その悲鳴や曹操の罵る声は、外殿の廊まで聞えて来たほどだつた。帝(テイ)は御(お)髪(ぐし)をつかみ、身を慄はせて、天へ叫び、地へ昏絶された。
「こんなことが、天日(テンジツ)の下(もと)に、あつてもいゝものか、この地上は、人間の世か、獣の世か」
血も吐かんばかりな有様に、郄慮は武士の手を借りて、むりやりに帝を抱へまゐらせ、秘宮のうちへ閉ぢ籠(こ)めた。
曹操は、毒に酔へる人みたいに、もうどんな事でも平然とやつて退(の)けた。伏完の一門から穆順の一族縁類の端まで、総計二百何十人といふ男女老幼を、この日たつた半日のまに残らず捕へて、宮衙門(キウガモン)の街辻で、首斬つてしまつた。
とき建安十九年十一月の冬、天もかなしむか、曇暗(ドンアン)許都の昼を閉ぢ、枯葉の啾々と御林に哭いて、幾日も/\衙門(ガモン)の冷霜(レイサウ)は解けなかつた。

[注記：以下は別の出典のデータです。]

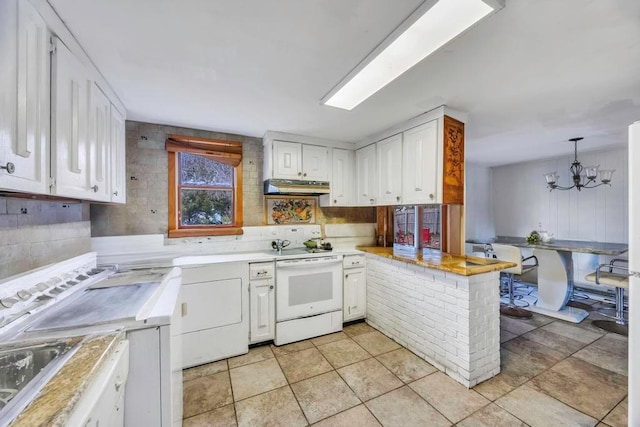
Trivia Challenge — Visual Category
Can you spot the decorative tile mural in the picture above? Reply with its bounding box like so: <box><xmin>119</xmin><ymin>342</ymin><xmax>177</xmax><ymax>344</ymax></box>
<box><xmin>265</xmin><ymin>196</ymin><xmax>318</xmax><ymax>225</ymax></box>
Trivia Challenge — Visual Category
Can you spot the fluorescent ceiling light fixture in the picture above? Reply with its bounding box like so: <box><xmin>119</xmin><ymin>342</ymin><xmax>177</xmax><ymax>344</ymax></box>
<box><xmin>322</xmin><ymin>0</ymin><xmax>504</xmax><ymax>110</ymax></box>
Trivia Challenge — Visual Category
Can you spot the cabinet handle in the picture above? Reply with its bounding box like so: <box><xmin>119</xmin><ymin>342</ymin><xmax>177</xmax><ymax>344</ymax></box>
<box><xmin>0</xmin><ymin>162</ymin><xmax>16</xmax><ymax>175</ymax></box>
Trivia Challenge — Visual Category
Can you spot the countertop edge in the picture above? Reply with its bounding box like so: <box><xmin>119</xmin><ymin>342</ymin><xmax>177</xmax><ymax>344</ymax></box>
<box><xmin>11</xmin><ymin>330</ymin><xmax>125</xmax><ymax>427</ymax></box>
<box><xmin>357</xmin><ymin>246</ymin><xmax>516</xmax><ymax>277</ymax></box>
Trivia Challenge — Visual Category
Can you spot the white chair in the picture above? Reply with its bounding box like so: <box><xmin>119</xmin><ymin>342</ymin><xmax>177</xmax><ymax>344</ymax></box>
<box><xmin>491</xmin><ymin>243</ymin><xmax>538</xmax><ymax>318</ymax></box>
<box><xmin>585</xmin><ymin>258</ymin><xmax>629</xmax><ymax>336</ymax></box>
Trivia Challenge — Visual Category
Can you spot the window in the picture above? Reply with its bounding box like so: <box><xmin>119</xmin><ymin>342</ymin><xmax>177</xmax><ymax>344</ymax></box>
<box><xmin>165</xmin><ymin>135</ymin><xmax>242</xmax><ymax>237</ymax></box>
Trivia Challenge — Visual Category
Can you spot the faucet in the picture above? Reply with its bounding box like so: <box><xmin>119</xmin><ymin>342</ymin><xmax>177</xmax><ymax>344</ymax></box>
<box><xmin>271</xmin><ymin>239</ymin><xmax>291</xmax><ymax>255</ymax></box>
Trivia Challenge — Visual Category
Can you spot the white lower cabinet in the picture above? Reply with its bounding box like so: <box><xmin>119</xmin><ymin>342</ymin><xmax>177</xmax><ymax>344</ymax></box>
<box><xmin>180</xmin><ymin>263</ymin><xmax>249</xmax><ymax>368</ymax></box>
<box><xmin>66</xmin><ymin>340</ymin><xmax>129</xmax><ymax>427</ymax></box>
<box><xmin>342</xmin><ymin>255</ymin><xmax>367</xmax><ymax>322</ymax></box>
<box><xmin>249</xmin><ymin>279</ymin><xmax>276</xmax><ymax>344</ymax></box>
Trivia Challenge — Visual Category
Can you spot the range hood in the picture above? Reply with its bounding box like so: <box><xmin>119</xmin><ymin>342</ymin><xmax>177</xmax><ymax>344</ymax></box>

「陛下。承れば供御(グギヨ)の物も、連日お召(あが)りにならない由ですが、どうかもう宸襟(シンキン)を安んじていたゞきたい。臣も、何とてこれ以上、情(なさけ)のない業(わざ)をしませう。本来、無情は曹操の好んでする事ではないのですが、あゝいふ問題が表面化しては、捨ておくわけには参らないではありませんか」
曹操は、一(イチ)日(ジツ)、朝へ出て、幽愁そのものゝ裡(うち)に閉ぢ籠つてをられる帝へ奏した。
そしてまた、自身の女(むすめ)を、強ひて皇后(きさき)にすゝめ参らせた。帝も拒むお力はなく、彼の言に従はれて、つひに翌春の正月、晴れて曹操の一女は、宮中に入り、皇后の位に即(つ)いた。当然、それとともに曹操もまた、国舅(こくきう)といふ容易ならぬ身分を加へた。